I'll try those Nuun tablets. I hate gatorade and never heard of those. Thanks for the suggestion. I definitely think you can get your electrolytes off with all the water.

I'm going to give the Nuun tablets a try also (just ordered some).

Kelly - I don't really like Gatorade either. Thanks for the tip about the Nunn tablets.

Leslie - I'm so sorry you're down. Hang in there. February isn't that far off.

Nfullblume - you look so cute in that hat. My RN said Taxol is usually a little easier, so I was glad to hear that.

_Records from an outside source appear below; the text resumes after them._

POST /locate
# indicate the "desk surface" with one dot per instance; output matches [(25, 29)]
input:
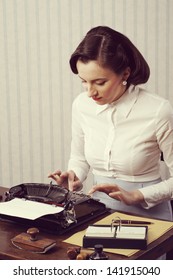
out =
[(8, 252)]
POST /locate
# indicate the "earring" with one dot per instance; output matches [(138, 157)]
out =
[(124, 83)]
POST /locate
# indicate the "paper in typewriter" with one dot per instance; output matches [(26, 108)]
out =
[(27, 209)]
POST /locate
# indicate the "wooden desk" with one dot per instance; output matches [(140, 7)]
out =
[(8, 252)]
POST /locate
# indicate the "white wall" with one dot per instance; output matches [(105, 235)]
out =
[(37, 87)]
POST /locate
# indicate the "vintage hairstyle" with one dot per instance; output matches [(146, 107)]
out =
[(114, 51)]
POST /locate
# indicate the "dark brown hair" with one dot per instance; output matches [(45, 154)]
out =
[(114, 51)]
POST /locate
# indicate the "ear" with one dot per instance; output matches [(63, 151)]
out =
[(126, 73)]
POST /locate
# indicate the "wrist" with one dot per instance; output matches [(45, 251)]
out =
[(137, 197)]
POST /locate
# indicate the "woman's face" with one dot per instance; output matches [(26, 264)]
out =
[(102, 84)]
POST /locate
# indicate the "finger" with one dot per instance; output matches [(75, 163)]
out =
[(71, 179), (55, 173), (116, 195), (95, 188)]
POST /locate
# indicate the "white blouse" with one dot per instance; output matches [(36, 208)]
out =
[(124, 140)]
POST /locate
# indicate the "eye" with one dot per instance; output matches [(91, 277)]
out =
[(100, 83)]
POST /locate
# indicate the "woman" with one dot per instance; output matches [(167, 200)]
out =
[(119, 129)]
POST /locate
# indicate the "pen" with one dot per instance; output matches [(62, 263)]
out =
[(134, 222)]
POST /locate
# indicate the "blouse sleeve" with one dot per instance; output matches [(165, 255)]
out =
[(162, 191), (77, 161)]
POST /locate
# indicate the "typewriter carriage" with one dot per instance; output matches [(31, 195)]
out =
[(78, 207)]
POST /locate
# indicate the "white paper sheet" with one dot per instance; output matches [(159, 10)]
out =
[(27, 209)]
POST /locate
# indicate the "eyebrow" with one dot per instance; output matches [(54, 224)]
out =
[(94, 80)]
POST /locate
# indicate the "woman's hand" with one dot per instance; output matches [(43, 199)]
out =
[(116, 192), (67, 179)]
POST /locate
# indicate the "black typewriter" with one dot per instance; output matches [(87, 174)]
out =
[(78, 208)]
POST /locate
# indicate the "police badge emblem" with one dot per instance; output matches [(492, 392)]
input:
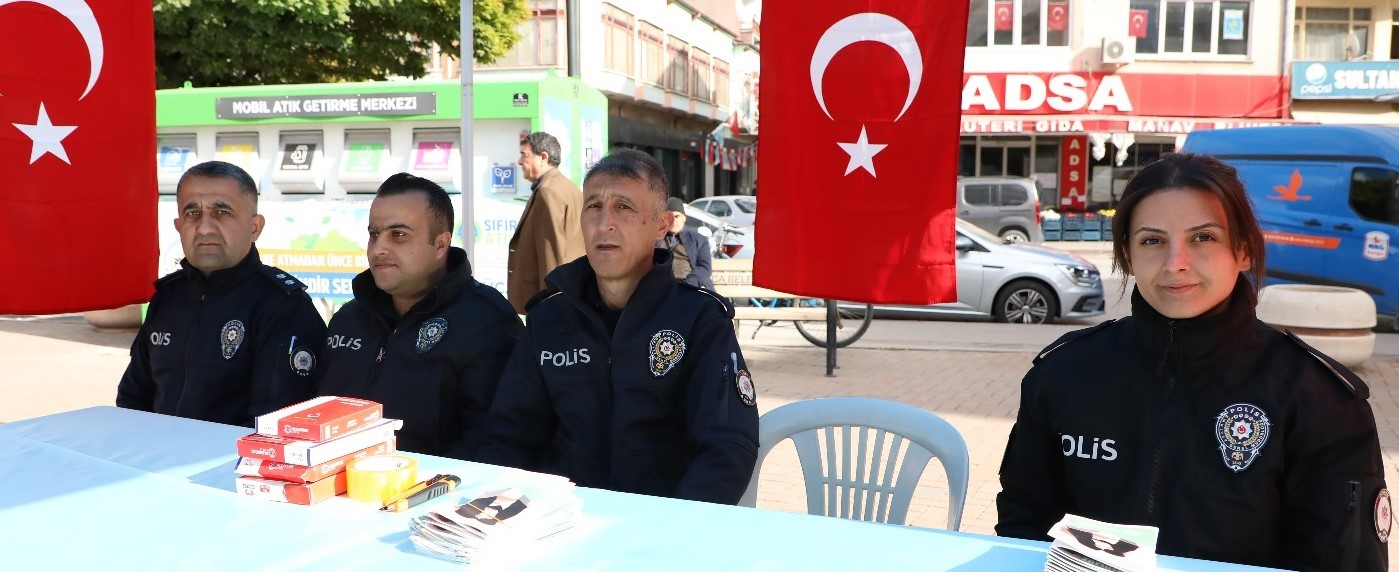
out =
[(430, 333), (1243, 431), (231, 337), (666, 350), (302, 361), (1384, 515), (747, 393)]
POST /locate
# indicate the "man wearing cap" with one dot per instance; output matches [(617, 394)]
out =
[(690, 251)]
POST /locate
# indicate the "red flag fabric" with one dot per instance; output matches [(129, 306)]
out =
[(1058, 16), (1136, 23), (1005, 16), (859, 154), (77, 151)]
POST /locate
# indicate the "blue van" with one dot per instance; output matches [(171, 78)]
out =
[(1326, 197)]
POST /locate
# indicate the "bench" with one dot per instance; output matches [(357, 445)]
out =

I listened to Robin Roberts' podcasts yesterday. They sure helped pass the time, and so inspiring.

Annie16- We are on the exact cycle. I start my second round on Dec 6th. My Doc is playing around with my meds a bit to help with my awful SE. She's adding more days of the Dex, a day of fluid therapy, and she's adding an anti nausea called Emend iv. Apparently this anti nausea is pretty amazing and difficult for insurances to pay but she said that because of my extreme nausea they will approve it this round. My head is throbbing too and i just started to lose my hair. You seem to have the same fatigue as I did. I'm a sending you good vibes. Keep me updated if you can on your continued journey. 1 down, 3 to go.

Dotter95- welcome! I'm happy to hear you are doing well on TC. I am on the 4 cycle treatment. I'm curious about the antibiotic instead of Neulasta injection. I might mention this to my onco. Neulasta kicked my butt. Keep me updated on your progress and many hugs to you!

Aldea, good vibes to you as well. That's right, Emend was a part of my infusion. I just looked it up: Steroids Day 0 (day before chemo), Chemo day (in IV and orally at night) and the day after; Aloxi anti nausea in infusion, and Emend in infusion. They sent me home with Compazine and Zofran, but I didn't need to use them. I hope it works for you this time.